In the wake of these attacks, Chancellor Angela Merkel argued that the assailants “wanted to undermine our sense of community, our openness and our willingness to help people in need. We firmly reject this.” Let me translate that for you: If we don’t let more of these people in, the terrorists win! Yeah, barf. There’s no indication that the attackers intended to goad Europeans into stemming the immigrant flow. There’s plenty of evidence that at least two of them considered themselves to be soldiers of Allah; why wouldn’t they want reinforcements?
Yet the attitude persists that any attempt to change course is a capitulation to our worst instincts. The New York Times’ central Europe correspondent Alison Smale expressed this angst quite succinctly last September when she wrote an abominable piece entitled “Rise of Austrian Right Lengthens Shadow of Nazi Era” which is not, as far as I can tell, an editorial. “As befits the city of Sigmund Freud, Vienna has two faces — one sweet, one sinister,” she wrote. “Behind the schnitzel and strudel, Mozart and the opera, lurks the legacy of the Nazis who forced Jews to clean sidewalks with toothbrushes…Now, to the astonishment of many and the alarm of some, the burning question in Vienna’s elegant cafes is, Which face will prevail in the city’s bellwether elections on Oct. 11?”
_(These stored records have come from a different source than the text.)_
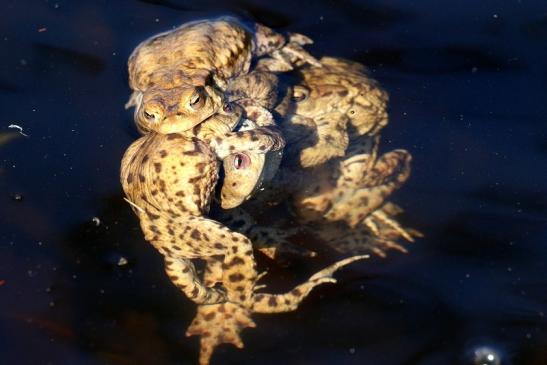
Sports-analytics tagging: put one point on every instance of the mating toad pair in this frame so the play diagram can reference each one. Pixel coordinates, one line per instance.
(211, 91)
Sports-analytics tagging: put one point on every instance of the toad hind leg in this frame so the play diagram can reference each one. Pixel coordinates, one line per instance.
(183, 274)
(355, 205)
(277, 303)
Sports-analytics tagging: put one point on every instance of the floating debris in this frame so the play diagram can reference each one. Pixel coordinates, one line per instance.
(17, 197)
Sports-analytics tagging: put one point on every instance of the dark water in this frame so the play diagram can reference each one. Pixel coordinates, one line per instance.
(468, 91)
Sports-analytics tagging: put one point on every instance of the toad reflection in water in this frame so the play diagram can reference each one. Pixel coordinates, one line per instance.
(331, 170)
(190, 105)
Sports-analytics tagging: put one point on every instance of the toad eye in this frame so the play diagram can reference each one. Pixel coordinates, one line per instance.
(300, 93)
(241, 161)
(228, 108)
(197, 99)
(149, 116)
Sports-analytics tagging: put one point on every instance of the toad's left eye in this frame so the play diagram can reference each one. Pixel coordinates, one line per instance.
(197, 99)
(241, 161)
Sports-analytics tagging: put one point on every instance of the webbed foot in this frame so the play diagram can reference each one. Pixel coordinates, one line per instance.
(218, 324)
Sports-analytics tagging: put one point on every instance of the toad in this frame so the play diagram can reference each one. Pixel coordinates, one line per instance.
(331, 169)
(179, 77)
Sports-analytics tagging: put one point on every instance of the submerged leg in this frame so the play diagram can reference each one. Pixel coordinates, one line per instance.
(276, 303)
(183, 274)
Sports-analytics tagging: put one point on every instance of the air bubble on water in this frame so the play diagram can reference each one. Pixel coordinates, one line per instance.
(485, 355)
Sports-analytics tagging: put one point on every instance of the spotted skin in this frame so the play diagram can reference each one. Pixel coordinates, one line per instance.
(178, 77)
(169, 180)
(331, 169)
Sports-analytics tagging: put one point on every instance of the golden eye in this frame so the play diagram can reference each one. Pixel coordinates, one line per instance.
(300, 93)
(149, 116)
(241, 161)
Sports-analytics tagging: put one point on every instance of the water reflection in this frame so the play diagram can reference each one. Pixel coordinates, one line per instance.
(475, 137)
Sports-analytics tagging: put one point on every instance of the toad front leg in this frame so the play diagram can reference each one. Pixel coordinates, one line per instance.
(284, 53)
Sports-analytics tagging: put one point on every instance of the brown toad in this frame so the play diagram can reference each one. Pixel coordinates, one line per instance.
(178, 77)
(169, 180)
(331, 168)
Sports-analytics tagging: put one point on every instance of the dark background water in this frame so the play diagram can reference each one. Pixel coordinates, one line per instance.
(467, 82)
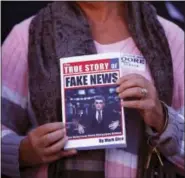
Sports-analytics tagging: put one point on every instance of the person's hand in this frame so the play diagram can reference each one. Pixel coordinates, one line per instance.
(144, 98)
(81, 129)
(114, 125)
(44, 145)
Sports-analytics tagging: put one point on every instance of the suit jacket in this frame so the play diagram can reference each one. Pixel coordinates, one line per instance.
(92, 126)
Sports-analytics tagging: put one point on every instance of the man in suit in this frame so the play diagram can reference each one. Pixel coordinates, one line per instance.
(100, 119)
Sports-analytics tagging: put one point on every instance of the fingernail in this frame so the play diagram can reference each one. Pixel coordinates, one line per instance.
(74, 151)
(117, 82)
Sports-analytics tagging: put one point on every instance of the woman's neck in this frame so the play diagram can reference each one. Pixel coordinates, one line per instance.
(100, 12)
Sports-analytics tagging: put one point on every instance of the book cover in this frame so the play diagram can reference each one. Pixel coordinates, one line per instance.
(91, 107)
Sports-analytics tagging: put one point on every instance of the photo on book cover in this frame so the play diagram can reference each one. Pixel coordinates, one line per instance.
(93, 111)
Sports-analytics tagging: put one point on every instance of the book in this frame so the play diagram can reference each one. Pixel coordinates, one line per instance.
(91, 108)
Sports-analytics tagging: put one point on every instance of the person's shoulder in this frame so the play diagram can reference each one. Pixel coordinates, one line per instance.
(172, 30)
(22, 29)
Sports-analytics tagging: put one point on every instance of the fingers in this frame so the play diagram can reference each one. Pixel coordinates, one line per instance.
(139, 104)
(52, 137)
(129, 77)
(56, 147)
(68, 153)
(50, 127)
(131, 93)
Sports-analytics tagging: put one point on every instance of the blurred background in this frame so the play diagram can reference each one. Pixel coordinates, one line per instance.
(14, 12)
Outrageous! As if Muslims will be forced to clean the streets with toothbrushes if Austria decides not to be a dumping ground for the world’s most dysfunctional populations. She paints a picture of Austria—and presumably the rest of Europe—at a crossroads. Will Europeans choose openness and tolerance, or will they be seduced by the dark forces of hate? She fears it will be the latter.
Ms. Smale is quite right that Europe is standing at a crossroads. If it doesn’t do something about immigration it will undergo profound and irreversible societal changes. Indeed, this process is already underway, with many European nations jettisoning hallowed values such as free speech in an attempt to assuage angry Muslims. What Smale fails to grasp is that when openness and tolerance encounter militant Islam in a dark alley, openness and tolerance get their butts kicked.
Europe must choose its path, for sure, because it cannot be Islamified and still be nice. Though it’s difficult to imagine modern Austrians forcing Jews to clean the streets of Vienna with toothbrushes, I can certainly imagine Muslim immigrants doing exactly that.
The pro-asylum faction’s stubborn attitude that they are the defenders of decency has proven difficult to counter. In their own minds they’re Mother Theresa and we’re Hitler. They build bridges, we build walls. They leave the welcome mat on the front step for their neighbors, we’re the cranky old guys shouting “Get off my lawn!”
What remains to be seen is if they are capable of learning their lesson. When a once peaceful country like Germany suffers a mass shooting, a suicide bombing, and two hacking attacks in the space of a week, it stands to reason that European ideals are deteriorating. Yes, we’re seeing the reemergence of an ugly Europe, embroiled in hate in violence—but the blame can’t be laid at the feet of those of us who oppose Islamification. We were the ones screaming from the rooftops, warning others to do something to avoid this very outcome.